I doubt the magnetic field would have any real impact. The field from the speaker magnet would be fixed. I would think you'd need a varying field like from a coil or transformer to really interact with anything. Who knows though. Stranger things have happened.

Microphonics could possibly play a role if the chassis is mounted differently. Vibration could interact with the chassis and components differently then. However, York Audio's scenario had the cab separated in an iso room, so the chassis probably wasn't being vibrated at all.
 
I remember reading something back in the day about the way the tubes would vibrate a little in combo amps- as in, components in the tubes were vibrating relative to each other, etc. It seems like it would lead to pretty serious tube failures if they were really being shaken that hard, but who the heck knows.
Really interesting observations @York Audio ! Looking forward to seeing this thread continue!
 
But how decoupled is vibration with an amp head sitting on a half or full stack? WADR I don’t think the tube vibration thing passes the smell test.
 
not sure about changing the tone but I have a combo amp that suffers from tube rattle - they make some spring loaded pads that put pressure on the tubes, that supposedly fixes it (don't use it enough to pay $30+ for the spring kit).
 
Well this thing has been one heck of a wild ride. After swapping guts three times, I finally made a decision on which one I'm keeping regardless of the head/1x12 combo housing. I ended up taking them both out of their shells and comparing the circuit boards and it was interesting to see the differences between them. One has handwritten text and the other has printed. There are some different components throughout the amp with different values as well as some components found in one amp and not in the other. I'm wondering if the one I like is actually a prototype. Mesa's serial numbers say the first DC-5 is DC-1024, and the one I like is DC-0923.

As far as the tone being different depending on which box the guts are in, I noticed that I always liked the head which is positioned on top of the combo and think it may have something to do with the amp's physical proximity to my power unit. That's the only thing I can think of. Thankfully, I put the one I like in the 1x12 housing with no speaker and it's sounding pretty fantastic! Well, the Lead channel is fantastic... the clean channel on this one sounds like a 2-channel Dual Rec's clean. I'm gonna see if putting a 12at7 in one of the preamp slots makes it any better. The clean channel on the other head is gorgeous, but the Lead channel has so much gain it's almost unusable past 3.
 
But how decoupled is vibration with an amp head sitting on a half or full stack? WADR I don’t think the tube vibration thing passes the smell test.

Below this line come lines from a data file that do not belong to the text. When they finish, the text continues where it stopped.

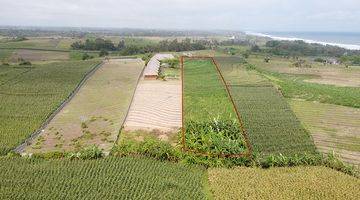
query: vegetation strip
[209,166,360,200]
[0,157,206,200]
[0,47,71,53]
[14,62,104,153]
[180,56,252,158]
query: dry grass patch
[26,59,143,152]
[10,49,69,62]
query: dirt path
[124,80,181,132]
[25,59,143,153]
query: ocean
[246,32,360,50]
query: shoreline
[245,31,360,50]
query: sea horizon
[245,31,360,50]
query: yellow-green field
[26,59,143,152]
[10,49,69,62]
[209,167,360,200]
[289,100,360,165]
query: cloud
[0,0,360,31]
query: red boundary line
[180,56,252,158]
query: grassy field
[216,57,316,157]
[183,60,245,154]
[0,158,206,200]
[290,100,360,165]
[26,59,143,152]
[0,61,98,155]
[249,55,360,108]
[0,49,13,61]
[0,38,60,49]
[9,49,69,62]
[248,56,360,87]
[209,167,360,200]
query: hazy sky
[0,0,360,32]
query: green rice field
[0,157,206,200]
[0,61,98,155]
[216,57,316,157]
[183,59,246,154]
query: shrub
[99,49,109,57]
[77,145,103,160]
[19,58,31,65]
[82,53,94,60]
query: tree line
[71,38,207,55]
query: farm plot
[183,59,247,155]
[290,100,360,165]
[25,59,143,153]
[0,157,206,200]
[0,38,60,49]
[122,80,181,141]
[249,57,360,87]
[209,167,360,200]
[10,49,69,62]
[216,57,316,157]
[0,61,97,155]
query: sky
[0,0,360,32]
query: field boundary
[180,56,252,158]
[114,58,146,145]
[13,61,104,153]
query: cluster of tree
[265,40,360,57]
[339,55,360,66]
[71,38,208,55]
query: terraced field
[25,59,143,153]
[209,167,360,200]
[0,61,98,155]
[290,100,360,165]
[183,59,247,154]
[216,57,316,157]
[0,157,206,200]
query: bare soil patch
[124,80,181,133]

That was my impression as well when I came across that. Hot tubes are pretty fragile too.
 
Makes total sense to me. I had a Carment Ghia 1X12 and made a head shell and separate speaker cabinet. The head and cab did sound "better" than the combo. Don't get me wrong, the combo sounded great. The head and cab just felt different in a good way.
 
Contact Bob at sourmash guitar cabs. I had him build multiple head shells for me when I converted amps from combo to head. He did a fantastic job. All you have to do is send him the measurements.Great pricing and quick turnaround. Just checked my old emails. Less than 200 for the build.